I hadn’t been alarmed till I heard Jeffrey greet a woman he called “Doctor Mason” and suddenly realized I was privy to a conversation that I should not be hearing. I couldn’t see him. Obviously. Super hearing did not mean I could see through concrete. But no matter how hard I tried, I couldn’t block out his voice coming from a cracked window on the second floor. Couldn’t shift and force the door open either—not with so many humans present.
I was stuck.
I was stuck.
And I could only blame myself.
“How are you this week, Jeffrey?” an unfamiliar woman’s voice asked.
“Fine,” Jeffrey replied immediately. I heard the skip in his heartbeat though, and I was suddenly sick with the need to comfort him. To lap at his fingers the way I had the previous night when he’d had a nightmare.
“How are you really?” The woman, “Doctor Mason” probably, asked.
“I…” Jeffrey’s heart thumped unsteadily for a moment, betraying his nerves. “I’m…okay. Better. Kind of?”
“What’s caused the change?” she asked, her voice light and soft. The kinda voice that reminded me of cinnamon rolls and women who smelled like happy-mother-calm. Like my own mother.
“I found a dog?” Jeffrey answered, then laughed. “I mean… More accurately, he found me.”
“Good for you, having a pet is a lot of responsibility,” she hummed, and she truly sounded like she meant it. “I remember you mentioning last session that you never had a pet growing up.”
“Lydia doesn’t—didn’t like animals,” Jeffrey agreed and his tone was sad-sad. “She said they were messy.” Who is Lydia?
“This must be exciting for you,” she asked, voice still gentle. “That you have something you’ve always wanted? Something you were denied. How does it make you feel?”
“Good…I think?” I hated how nervous Jeffrey sounded, like he wasn’t quite sure what words to use. It was different from the way he talked to me. Different from the way he’d talked to the short one who smelled like apples. Because obviously, I’d been eavesdropping after I left him at the vet’s office, trying to make sure he was okay.

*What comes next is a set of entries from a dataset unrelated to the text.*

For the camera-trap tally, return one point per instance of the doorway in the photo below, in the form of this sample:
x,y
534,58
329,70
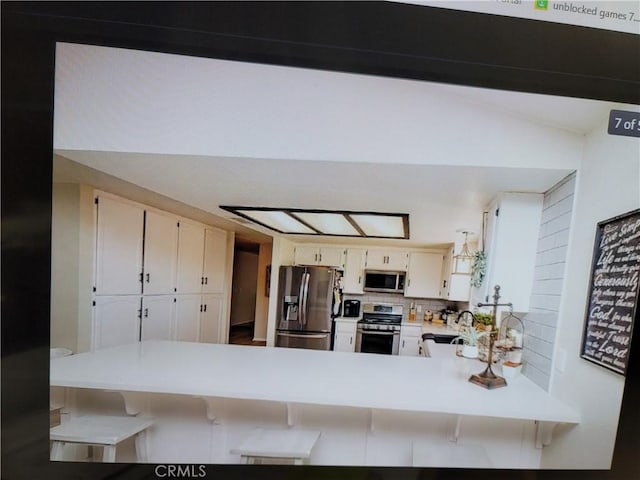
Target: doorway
x,y
249,300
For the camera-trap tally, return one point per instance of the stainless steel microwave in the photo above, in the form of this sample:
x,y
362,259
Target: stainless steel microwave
x,y
381,281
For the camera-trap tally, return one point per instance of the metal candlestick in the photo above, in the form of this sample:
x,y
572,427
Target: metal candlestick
x,y
488,379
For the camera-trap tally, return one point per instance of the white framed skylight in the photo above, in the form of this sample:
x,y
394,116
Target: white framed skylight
x,y
340,223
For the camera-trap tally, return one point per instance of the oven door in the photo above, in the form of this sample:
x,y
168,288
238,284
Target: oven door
x,y
386,342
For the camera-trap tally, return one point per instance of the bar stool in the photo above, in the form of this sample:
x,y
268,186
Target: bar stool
x,y
101,431
277,446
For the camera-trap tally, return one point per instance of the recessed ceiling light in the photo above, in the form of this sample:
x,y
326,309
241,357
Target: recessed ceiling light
x,y
341,223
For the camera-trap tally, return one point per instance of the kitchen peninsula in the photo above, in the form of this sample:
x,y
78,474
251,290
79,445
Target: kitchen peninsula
x,y
369,408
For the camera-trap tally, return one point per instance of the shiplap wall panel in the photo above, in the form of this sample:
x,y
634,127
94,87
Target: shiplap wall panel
x,y
540,323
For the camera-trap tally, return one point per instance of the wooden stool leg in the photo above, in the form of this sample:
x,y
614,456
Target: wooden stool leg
x,y
109,454
141,447
57,451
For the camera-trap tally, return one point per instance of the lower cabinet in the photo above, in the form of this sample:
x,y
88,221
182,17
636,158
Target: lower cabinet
x,y
410,340
116,320
158,313
211,319
187,321
345,336
122,319
198,318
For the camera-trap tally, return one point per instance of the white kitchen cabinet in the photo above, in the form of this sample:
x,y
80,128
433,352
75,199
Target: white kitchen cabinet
x,y
345,335
455,286
160,253
382,259
158,313
353,280
325,256
459,287
513,225
211,319
410,340
120,227
215,260
187,317
424,277
190,257
116,320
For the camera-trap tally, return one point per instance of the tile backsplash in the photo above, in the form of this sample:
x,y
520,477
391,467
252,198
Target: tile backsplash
x,y
433,304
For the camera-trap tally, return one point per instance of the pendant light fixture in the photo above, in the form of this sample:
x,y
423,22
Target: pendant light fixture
x,y
462,261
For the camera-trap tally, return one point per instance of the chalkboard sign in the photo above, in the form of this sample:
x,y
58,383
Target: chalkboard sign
x,y
612,304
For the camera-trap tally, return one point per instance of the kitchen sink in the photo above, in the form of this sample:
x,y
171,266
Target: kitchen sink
x,y
438,337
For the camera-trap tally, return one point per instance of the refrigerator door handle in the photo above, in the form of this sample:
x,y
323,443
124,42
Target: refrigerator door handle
x,y
295,335
301,301
305,297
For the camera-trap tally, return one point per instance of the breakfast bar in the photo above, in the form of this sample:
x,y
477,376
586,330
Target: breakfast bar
x,y
433,392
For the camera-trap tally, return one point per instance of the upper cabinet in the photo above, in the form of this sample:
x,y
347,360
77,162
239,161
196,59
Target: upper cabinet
x,y
215,259
424,276
190,257
353,280
387,259
160,247
157,276
455,286
120,231
324,256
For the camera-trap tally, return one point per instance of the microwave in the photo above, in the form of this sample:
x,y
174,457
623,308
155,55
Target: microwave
x,y
380,281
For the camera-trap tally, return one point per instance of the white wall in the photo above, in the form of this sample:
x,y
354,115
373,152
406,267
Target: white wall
x,y
262,301
607,184
288,113
540,324
72,253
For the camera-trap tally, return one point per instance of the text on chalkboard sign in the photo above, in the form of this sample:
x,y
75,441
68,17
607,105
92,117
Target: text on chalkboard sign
x,y
613,293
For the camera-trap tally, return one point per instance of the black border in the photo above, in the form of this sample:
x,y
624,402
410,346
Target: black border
x,y
378,38
596,253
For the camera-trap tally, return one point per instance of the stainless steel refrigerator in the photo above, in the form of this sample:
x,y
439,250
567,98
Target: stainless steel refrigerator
x,y
309,298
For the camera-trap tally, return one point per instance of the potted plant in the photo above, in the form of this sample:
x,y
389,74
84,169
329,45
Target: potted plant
x,y
483,319
469,339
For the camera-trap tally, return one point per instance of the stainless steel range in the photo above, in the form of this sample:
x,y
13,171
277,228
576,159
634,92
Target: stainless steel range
x,y
379,329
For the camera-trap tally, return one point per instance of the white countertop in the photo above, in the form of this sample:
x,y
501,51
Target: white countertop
x,y
438,384
348,319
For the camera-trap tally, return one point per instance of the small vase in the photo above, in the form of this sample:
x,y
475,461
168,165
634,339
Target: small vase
x,y
469,351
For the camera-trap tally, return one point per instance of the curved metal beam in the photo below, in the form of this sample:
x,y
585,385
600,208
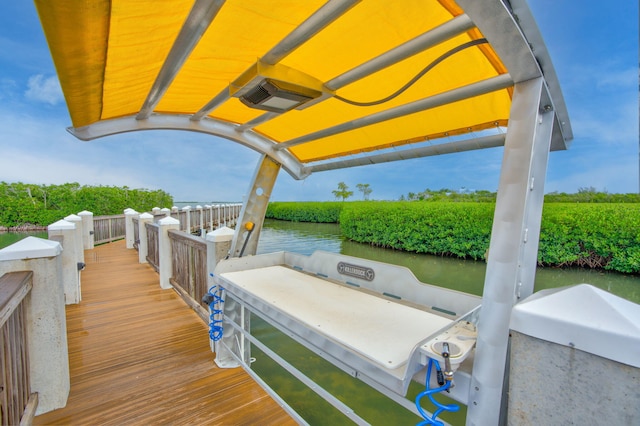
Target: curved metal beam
x,y
483,142
209,126
475,89
516,39
328,13
200,17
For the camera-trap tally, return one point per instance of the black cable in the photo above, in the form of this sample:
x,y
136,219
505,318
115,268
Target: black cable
x,y
418,76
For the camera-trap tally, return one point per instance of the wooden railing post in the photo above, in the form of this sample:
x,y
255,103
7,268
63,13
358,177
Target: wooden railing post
x,y
129,215
164,250
143,244
218,246
45,318
64,232
87,229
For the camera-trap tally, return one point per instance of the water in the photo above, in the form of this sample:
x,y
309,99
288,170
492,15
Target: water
x,y
462,275
467,276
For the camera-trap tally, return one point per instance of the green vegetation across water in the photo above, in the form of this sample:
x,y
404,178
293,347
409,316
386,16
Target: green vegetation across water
x,y
593,235
30,204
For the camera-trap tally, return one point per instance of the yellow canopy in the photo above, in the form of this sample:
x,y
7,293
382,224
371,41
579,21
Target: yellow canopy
x,y
130,65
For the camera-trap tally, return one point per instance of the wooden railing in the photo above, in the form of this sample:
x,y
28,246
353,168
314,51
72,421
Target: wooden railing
x,y
153,255
108,228
17,403
189,264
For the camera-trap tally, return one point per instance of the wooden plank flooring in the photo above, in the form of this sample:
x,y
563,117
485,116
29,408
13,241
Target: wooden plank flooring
x,y
139,356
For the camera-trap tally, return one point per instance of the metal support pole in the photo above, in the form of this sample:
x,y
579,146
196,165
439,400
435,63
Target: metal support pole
x,y
254,208
514,244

The short-apple-one had said, “You know I don’t blame you, right?”
He’d said, “You deserve to be happy.”
He’d said, “It’s time to move on.”
And Jeffrey had agreed but his scent was sour, sour, sour, and his heart was full of lies.
There were no lies in his words now. Not when he was talking to this doctor person. Like she’d gotten beneath his shell and to the doughy soft bits inside.
I didn’t know why Jeffrey felt he didn’t deserve happiness.
Didn’t know why he smelled like guilt-love-protect when he was with the short-apple-one.